Всех суффиксов лишена, цветет на костях природа,
и только лишь тишина не требует перевода,
добро получить – свое, трофейное зло – не надо,
проглатываешь ее, как будто смолу из яда.
Восходит уроборос, чумная звезда-обида,
проснется строитель грез, читающий Майна Рида,
и сразу поймете вы, тоскуя в краю скалистом,
что всадник без головы – был геем и пацифистом.
Шериф его называл безбашенным сердцеедом,
восходит другой овал и третий восходит следом,
он бил себя по щекам перчаткою, для примера,
втолковывал мужикам о позе «миссионера».
«Прости меня: я – однолюб, как мексиканский ледоруб…»
Прости меня: я – однолюб, как мексиканский ледоруб,
которым Троцкого убили, ведь Троцкий был еврей-инкуб,
прости за твой коктейльный лед, когда надменные тевтоны,
от страха сжав свои батоны, под Чудским озером легли,
ох, если б мы понять могли, накрытые одной жаровней:
на свете нет меня виновней, на свете нет меня виновней,
меня расплавили, сожгли, исчислили на килотонны.

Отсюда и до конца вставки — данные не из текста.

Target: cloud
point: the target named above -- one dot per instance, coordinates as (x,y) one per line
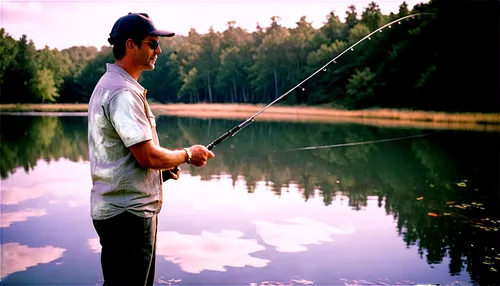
(9,218)
(295,234)
(16,257)
(208,251)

За то, что этот день не прожит, как левантийское кино,
мою любовь прочтут, размножат, свезут на рынок в Люблино
китайцы – дети Поднебесной, крышующие мелкий сбыт,
о чем молчит сверчок над бездной, когда его шесток – забыт?
«Комары на Байкале – размером с цыпленка…»
моим иркутским друзьям
Комары на Байкале – размером с цыпленка —
богомола ведут под уздцы,
а затем, прорывают защитную пленку,
засыпай, успокойся, не сцы.
Что им пьяная кровь да унылое тело:
пусть гудят над тобой, тяжелы —
от байкальской воды, от поддельной нутеллы,
от просроченной адской смолы.
Косоглазая бабочка выхватит плейер —
из твоей полусонной руки,
и взлетает, раскрыв императорский веер —
вот такие у нас мотыльки.
Разрыдается омуль над свергнутым язем,
свистнет хариус в два плавника:
водку пьянствуем, курим траву, безобразим?
лезут черти из черновика.
А за ними выходит Илья Носферату —
каторжанин, шаман, содомит,
он массирует сердце, как будто простату,
и в простуженный бубен бубнит.
Твой Байкал – черновик о погибшем поэте,
ну, а как тут с любовью к врагу:
от любви, как известно, рождаются йети —
но и эти – сбегают в тайгу.
Кусто неопалимый
Затонувшие яхты проводят свои регаты:
это что-то вроде любви, где один – не воин,
и мурены, жмурясь, выглядывают из пробоин —
любопытные, как сурикаты.
От медовых медуз не ослепни, моя дурында,
собирает команда свои черепа и кости,
прикусив язык, опять захлебнулась рында,
это мысли о холокосте и лоукосте.
Чуть сверкнув, опустилась на черное дно монета —
мы едва успели прочесть название судна:
побеждает «Гёте»! – воскликнул я безрассудно,
ну а ты возразила: всегда побеждает «Гетто».
Все мы вышли с шипением из одного баллона:
газообразные люди, влюбленные в танго,
и теперь нас вдыхают от А и до Б «Циклона»,
на подводной регате, узники без акваланга.
«В лепрозории – солнце, проказник уснул…»
В лепрозории – солнце, проказник уснул,
санитаром – под белые руки – внесен,
и блестит, словно масло, подсолнечный гул —
осторожно, по капле, добавленный в сон.